Tiago Cirqueira: Sossegado demais

O gerente-executivo do Esporte do Grupo RBS compartilha vitórias, inspirações e revela seu percurso de acadêmico em MG até a liderança no RS

Essa é uma história periférica. Mas os limites que dão sentido a esse termo, aqui, não são de território. São de pessoas e fatos que não ocupam o centro das conversas. São essas as melhores pautas para Tiago Cirqueira. E por que não afirmar que é também assim a sua trajetória? Longe das luzes e dos microfones, o jornalista transita de forma serena pelo limite entre a Comunicação e a Gestão, desde os tempos de acadêmico e, hoje, é gerente-executivo do Esporte do Grupo RBS. 

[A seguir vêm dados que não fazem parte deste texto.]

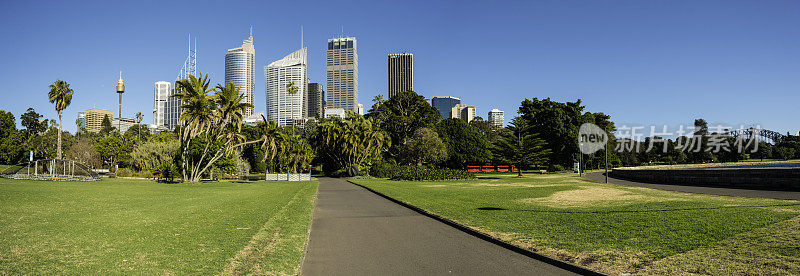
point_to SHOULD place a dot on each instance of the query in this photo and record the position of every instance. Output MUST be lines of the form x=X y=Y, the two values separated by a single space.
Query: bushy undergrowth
x=394 y=172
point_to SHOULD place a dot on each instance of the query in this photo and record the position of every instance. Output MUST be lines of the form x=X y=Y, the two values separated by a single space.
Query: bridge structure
x=762 y=134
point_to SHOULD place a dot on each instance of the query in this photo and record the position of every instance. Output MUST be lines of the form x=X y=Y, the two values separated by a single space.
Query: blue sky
x=643 y=62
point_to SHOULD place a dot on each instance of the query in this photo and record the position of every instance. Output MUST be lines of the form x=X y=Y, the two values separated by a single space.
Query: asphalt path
x=356 y=232
x=711 y=190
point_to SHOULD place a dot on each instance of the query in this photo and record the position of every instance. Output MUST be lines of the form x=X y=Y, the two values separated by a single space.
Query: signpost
x=592 y=138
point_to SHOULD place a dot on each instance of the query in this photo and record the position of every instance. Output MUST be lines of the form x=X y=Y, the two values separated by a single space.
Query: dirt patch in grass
x=529 y=185
x=770 y=250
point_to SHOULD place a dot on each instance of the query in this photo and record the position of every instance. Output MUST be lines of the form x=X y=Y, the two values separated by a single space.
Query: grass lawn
x=137 y=226
x=617 y=229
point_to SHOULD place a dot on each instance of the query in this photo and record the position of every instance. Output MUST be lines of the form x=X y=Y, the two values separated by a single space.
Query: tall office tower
x=401 y=73
x=120 y=90
x=283 y=107
x=174 y=109
x=496 y=117
x=160 y=98
x=342 y=73
x=81 y=121
x=444 y=104
x=464 y=112
x=315 y=96
x=94 y=118
x=240 y=64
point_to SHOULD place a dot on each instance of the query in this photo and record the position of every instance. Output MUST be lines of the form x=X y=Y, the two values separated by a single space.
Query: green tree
x=215 y=119
x=110 y=148
x=401 y=116
x=557 y=123
x=349 y=143
x=424 y=147
x=61 y=95
x=151 y=154
x=11 y=140
x=465 y=145
x=105 y=125
x=521 y=147
x=31 y=121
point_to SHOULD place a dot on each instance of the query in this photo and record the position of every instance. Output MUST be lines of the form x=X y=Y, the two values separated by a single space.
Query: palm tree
x=61 y=95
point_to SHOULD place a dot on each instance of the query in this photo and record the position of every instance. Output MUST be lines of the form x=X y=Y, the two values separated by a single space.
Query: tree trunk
x=58 y=150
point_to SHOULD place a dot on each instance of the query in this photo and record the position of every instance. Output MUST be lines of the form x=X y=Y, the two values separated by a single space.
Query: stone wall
x=753 y=178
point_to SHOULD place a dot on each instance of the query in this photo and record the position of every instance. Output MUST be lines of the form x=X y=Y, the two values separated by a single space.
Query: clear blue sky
x=643 y=62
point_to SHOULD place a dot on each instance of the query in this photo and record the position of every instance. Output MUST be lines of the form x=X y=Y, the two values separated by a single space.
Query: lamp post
x=120 y=90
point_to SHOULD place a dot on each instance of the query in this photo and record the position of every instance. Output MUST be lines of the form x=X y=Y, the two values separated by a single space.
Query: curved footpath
x=711 y=190
x=356 y=232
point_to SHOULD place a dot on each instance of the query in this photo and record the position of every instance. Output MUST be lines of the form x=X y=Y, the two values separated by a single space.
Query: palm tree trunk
x=58 y=150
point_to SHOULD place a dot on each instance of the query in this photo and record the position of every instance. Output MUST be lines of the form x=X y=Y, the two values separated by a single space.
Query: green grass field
x=617 y=229
x=136 y=226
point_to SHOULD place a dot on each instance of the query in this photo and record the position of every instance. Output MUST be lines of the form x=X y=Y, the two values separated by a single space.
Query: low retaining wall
x=754 y=178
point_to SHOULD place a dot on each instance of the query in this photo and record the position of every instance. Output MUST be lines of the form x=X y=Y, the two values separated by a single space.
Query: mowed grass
x=142 y=227
x=616 y=229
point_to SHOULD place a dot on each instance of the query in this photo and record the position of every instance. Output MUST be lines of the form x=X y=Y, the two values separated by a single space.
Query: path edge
x=539 y=257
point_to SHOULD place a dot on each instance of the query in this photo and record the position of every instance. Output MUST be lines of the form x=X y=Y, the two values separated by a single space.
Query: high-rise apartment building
x=81 y=121
x=283 y=107
x=160 y=101
x=444 y=104
x=342 y=73
x=314 y=101
x=496 y=117
x=401 y=73
x=174 y=110
x=464 y=112
x=94 y=118
x=240 y=64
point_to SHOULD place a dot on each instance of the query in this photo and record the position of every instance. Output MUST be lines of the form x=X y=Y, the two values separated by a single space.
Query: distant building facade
x=315 y=97
x=335 y=112
x=283 y=107
x=342 y=73
x=94 y=118
x=123 y=124
x=160 y=101
x=444 y=104
x=401 y=73
x=464 y=112
x=496 y=117
x=240 y=64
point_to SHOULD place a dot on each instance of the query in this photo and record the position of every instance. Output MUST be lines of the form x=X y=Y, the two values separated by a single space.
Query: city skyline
x=701 y=63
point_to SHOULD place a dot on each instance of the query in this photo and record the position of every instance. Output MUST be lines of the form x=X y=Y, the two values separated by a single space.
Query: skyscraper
x=174 y=109
x=160 y=99
x=496 y=117
x=315 y=99
x=401 y=73
x=94 y=118
x=283 y=107
x=464 y=112
x=342 y=73
x=240 y=64
x=444 y=104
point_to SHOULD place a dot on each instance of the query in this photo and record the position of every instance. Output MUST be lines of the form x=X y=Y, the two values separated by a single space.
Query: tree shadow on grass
x=635 y=211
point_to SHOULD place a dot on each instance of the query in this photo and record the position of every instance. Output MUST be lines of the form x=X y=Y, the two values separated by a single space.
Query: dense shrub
x=384 y=170
x=423 y=174
x=168 y=171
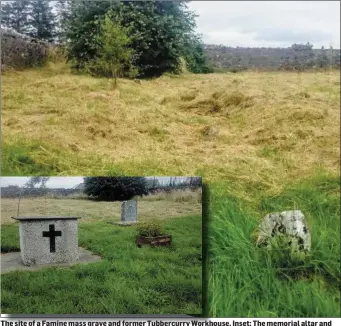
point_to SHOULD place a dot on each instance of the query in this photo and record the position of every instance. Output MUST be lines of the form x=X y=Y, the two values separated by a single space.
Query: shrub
x=115 y=188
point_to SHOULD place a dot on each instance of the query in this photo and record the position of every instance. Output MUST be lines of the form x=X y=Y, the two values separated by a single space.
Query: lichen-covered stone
x=288 y=223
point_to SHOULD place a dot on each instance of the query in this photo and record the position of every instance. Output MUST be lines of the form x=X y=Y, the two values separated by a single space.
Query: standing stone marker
x=129 y=212
x=48 y=239
x=289 y=223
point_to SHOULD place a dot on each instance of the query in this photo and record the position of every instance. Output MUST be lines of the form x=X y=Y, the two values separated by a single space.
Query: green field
x=129 y=280
x=277 y=147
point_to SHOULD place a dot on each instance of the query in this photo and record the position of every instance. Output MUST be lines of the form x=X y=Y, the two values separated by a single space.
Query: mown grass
x=94 y=211
x=258 y=138
x=129 y=280
x=57 y=123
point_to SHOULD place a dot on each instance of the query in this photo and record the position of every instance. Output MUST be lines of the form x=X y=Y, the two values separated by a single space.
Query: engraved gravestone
x=129 y=212
x=48 y=239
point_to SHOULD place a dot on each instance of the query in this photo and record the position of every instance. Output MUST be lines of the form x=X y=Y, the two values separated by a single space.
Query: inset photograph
x=101 y=245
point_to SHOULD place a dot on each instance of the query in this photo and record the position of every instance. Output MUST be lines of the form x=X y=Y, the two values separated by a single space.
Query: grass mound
x=218 y=103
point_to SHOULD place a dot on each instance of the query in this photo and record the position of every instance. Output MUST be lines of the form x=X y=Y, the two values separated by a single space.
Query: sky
x=268 y=23
x=58 y=182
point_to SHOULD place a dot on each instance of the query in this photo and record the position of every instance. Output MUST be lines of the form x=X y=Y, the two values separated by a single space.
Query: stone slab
x=289 y=223
x=48 y=241
x=31 y=218
x=12 y=261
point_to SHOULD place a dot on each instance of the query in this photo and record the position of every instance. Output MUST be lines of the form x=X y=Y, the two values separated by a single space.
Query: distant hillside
x=225 y=57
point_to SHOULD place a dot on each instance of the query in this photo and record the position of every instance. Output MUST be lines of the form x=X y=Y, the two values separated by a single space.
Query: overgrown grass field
x=264 y=141
x=129 y=280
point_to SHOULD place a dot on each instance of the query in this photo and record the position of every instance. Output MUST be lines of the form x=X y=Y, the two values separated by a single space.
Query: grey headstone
x=48 y=239
x=129 y=211
x=289 y=223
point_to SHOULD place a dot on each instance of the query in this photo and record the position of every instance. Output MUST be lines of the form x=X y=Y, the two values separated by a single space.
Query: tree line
x=103 y=188
x=297 y=57
x=114 y=38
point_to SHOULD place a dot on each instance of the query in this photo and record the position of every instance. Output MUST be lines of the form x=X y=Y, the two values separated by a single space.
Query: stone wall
x=19 y=51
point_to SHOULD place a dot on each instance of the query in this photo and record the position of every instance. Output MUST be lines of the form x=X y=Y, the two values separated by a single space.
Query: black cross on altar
x=52 y=234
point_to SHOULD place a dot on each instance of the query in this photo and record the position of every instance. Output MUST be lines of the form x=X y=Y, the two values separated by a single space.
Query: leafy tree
x=42 y=20
x=159 y=32
x=33 y=181
x=15 y=15
x=195 y=57
x=115 y=188
x=63 y=9
x=114 y=51
x=322 y=59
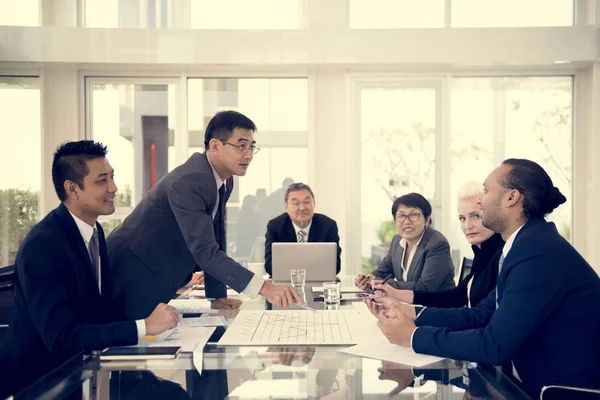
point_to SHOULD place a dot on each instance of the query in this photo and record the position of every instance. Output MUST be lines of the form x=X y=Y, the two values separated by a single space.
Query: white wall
x=327 y=51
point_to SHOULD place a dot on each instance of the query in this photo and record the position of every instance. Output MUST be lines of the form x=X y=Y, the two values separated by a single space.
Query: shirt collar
x=510 y=241
x=85 y=230
x=403 y=241
x=297 y=228
x=218 y=179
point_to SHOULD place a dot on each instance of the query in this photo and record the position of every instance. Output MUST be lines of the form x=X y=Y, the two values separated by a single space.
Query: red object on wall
x=152 y=164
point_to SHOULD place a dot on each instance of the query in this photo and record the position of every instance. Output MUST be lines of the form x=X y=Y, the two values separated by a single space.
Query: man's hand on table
x=280 y=295
x=225 y=304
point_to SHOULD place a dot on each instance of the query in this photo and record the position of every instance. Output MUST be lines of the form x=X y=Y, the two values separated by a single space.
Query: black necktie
x=219 y=221
x=94 y=250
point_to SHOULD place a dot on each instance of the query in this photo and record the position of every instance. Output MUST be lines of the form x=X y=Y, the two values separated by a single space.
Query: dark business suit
x=167 y=236
x=430 y=270
x=547 y=322
x=281 y=229
x=58 y=310
x=484 y=274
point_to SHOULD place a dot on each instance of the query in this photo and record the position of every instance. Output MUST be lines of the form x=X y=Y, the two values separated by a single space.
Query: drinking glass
x=331 y=292
x=298 y=277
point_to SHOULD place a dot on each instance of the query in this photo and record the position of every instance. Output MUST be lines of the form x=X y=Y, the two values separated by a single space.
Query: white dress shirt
x=404 y=243
x=298 y=229
x=253 y=287
x=505 y=250
x=86 y=232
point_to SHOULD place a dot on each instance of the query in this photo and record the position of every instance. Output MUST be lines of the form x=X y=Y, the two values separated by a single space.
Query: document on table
x=203 y=321
x=291 y=327
x=189 y=339
x=191 y=305
x=202 y=293
x=345 y=289
x=386 y=351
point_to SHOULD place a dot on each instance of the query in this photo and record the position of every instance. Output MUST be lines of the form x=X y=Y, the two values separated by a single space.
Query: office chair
x=553 y=392
x=465 y=268
x=7 y=293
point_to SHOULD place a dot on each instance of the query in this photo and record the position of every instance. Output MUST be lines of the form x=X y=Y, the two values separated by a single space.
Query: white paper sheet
x=202 y=292
x=191 y=305
x=322 y=327
x=203 y=321
x=189 y=339
x=384 y=350
x=344 y=289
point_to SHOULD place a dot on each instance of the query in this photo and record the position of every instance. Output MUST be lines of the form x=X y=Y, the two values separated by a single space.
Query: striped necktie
x=499 y=270
x=94 y=250
x=301 y=236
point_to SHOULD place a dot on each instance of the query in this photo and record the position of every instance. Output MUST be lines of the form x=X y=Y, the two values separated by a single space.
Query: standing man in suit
x=300 y=223
x=542 y=322
x=62 y=303
x=179 y=226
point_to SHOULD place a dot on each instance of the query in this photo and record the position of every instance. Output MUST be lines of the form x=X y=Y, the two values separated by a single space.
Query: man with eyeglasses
x=179 y=227
x=300 y=224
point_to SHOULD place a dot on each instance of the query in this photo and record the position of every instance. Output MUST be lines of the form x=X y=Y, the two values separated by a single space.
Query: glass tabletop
x=274 y=372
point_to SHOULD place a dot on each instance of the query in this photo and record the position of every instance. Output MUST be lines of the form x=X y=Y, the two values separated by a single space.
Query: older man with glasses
x=179 y=227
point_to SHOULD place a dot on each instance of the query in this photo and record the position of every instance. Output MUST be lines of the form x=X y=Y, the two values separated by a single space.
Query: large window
x=136 y=122
x=195 y=14
x=279 y=108
x=398 y=157
x=521 y=117
x=398 y=14
x=21 y=13
x=404 y=149
x=20 y=162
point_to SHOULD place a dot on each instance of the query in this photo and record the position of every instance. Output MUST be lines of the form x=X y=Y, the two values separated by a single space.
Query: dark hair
x=221 y=126
x=540 y=196
x=298 y=186
x=70 y=163
x=412 y=200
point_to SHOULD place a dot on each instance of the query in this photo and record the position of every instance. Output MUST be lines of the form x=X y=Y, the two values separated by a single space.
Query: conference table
x=273 y=372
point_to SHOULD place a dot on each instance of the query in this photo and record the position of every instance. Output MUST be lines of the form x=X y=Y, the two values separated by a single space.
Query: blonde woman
x=487 y=248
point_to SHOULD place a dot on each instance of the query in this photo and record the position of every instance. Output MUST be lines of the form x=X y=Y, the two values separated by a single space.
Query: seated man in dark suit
x=300 y=223
x=542 y=322
x=63 y=289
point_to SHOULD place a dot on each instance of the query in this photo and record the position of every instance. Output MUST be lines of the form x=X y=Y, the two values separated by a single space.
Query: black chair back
x=465 y=268
x=554 y=392
x=7 y=294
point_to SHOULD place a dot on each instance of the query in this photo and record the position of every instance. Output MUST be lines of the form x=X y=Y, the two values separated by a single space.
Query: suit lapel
x=289 y=231
x=76 y=241
x=314 y=228
x=397 y=257
x=105 y=276
x=412 y=269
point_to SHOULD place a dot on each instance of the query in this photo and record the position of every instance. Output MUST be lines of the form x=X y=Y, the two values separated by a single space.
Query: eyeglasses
x=245 y=147
x=412 y=216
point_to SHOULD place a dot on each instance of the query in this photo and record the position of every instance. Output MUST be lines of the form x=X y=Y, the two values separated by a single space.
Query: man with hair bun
x=542 y=323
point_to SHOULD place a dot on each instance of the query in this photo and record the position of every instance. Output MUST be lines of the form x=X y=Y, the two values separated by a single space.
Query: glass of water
x=332 y=292
x=298 y=277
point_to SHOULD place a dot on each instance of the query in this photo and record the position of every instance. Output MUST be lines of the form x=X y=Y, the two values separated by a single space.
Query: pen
x=387 y=278
x=305 y=307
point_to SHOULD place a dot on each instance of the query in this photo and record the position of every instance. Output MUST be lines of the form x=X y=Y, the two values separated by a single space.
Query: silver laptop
x=318 y=259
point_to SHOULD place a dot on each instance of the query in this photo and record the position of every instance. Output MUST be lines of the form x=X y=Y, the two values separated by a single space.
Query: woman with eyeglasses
x=487 y=247
x=419 y=256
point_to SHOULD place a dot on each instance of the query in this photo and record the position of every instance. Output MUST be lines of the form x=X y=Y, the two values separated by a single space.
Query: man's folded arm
x=54 y=314
x=529 y=298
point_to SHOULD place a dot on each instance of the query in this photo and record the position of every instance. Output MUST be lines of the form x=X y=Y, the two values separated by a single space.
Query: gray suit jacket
x=430 y=270
x=155 y=250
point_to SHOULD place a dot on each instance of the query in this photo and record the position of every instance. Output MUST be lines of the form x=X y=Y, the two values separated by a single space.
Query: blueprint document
x=260 y=328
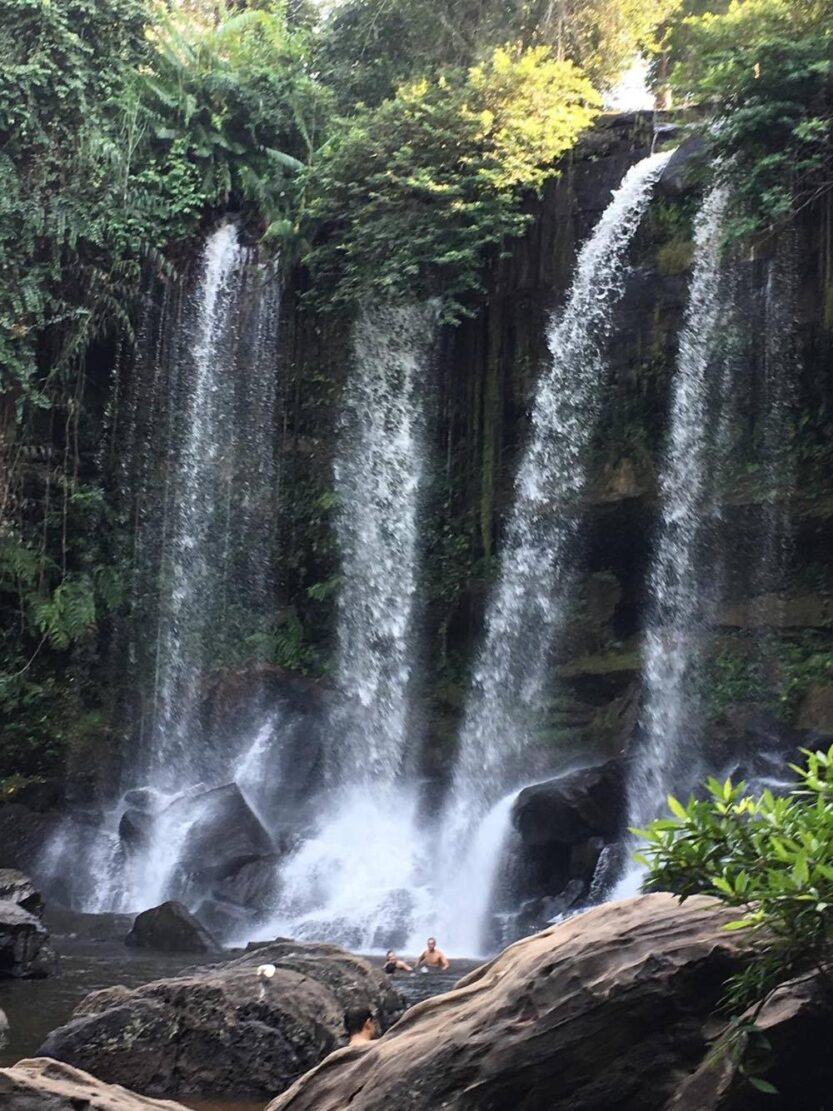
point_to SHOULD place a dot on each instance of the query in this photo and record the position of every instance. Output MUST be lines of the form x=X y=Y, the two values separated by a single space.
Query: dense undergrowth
x=387 y=149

Sabe aquelas coberturas que tu olhas e dizes "que golaço!"? A jogada, provavelmente, começou lá atrás das câmeras, sob o comando dele. Mineiro de certidão, paulista de passagem, devido ao trabalho do pai (e um pouquinho goiano também), foi no Pampa que Cirqueira virou craque. Direto dos juniores da Comunicação, aflorou, no Rio Grande do Sul, seu DNA de liderança e começou a formação para ser capitão. 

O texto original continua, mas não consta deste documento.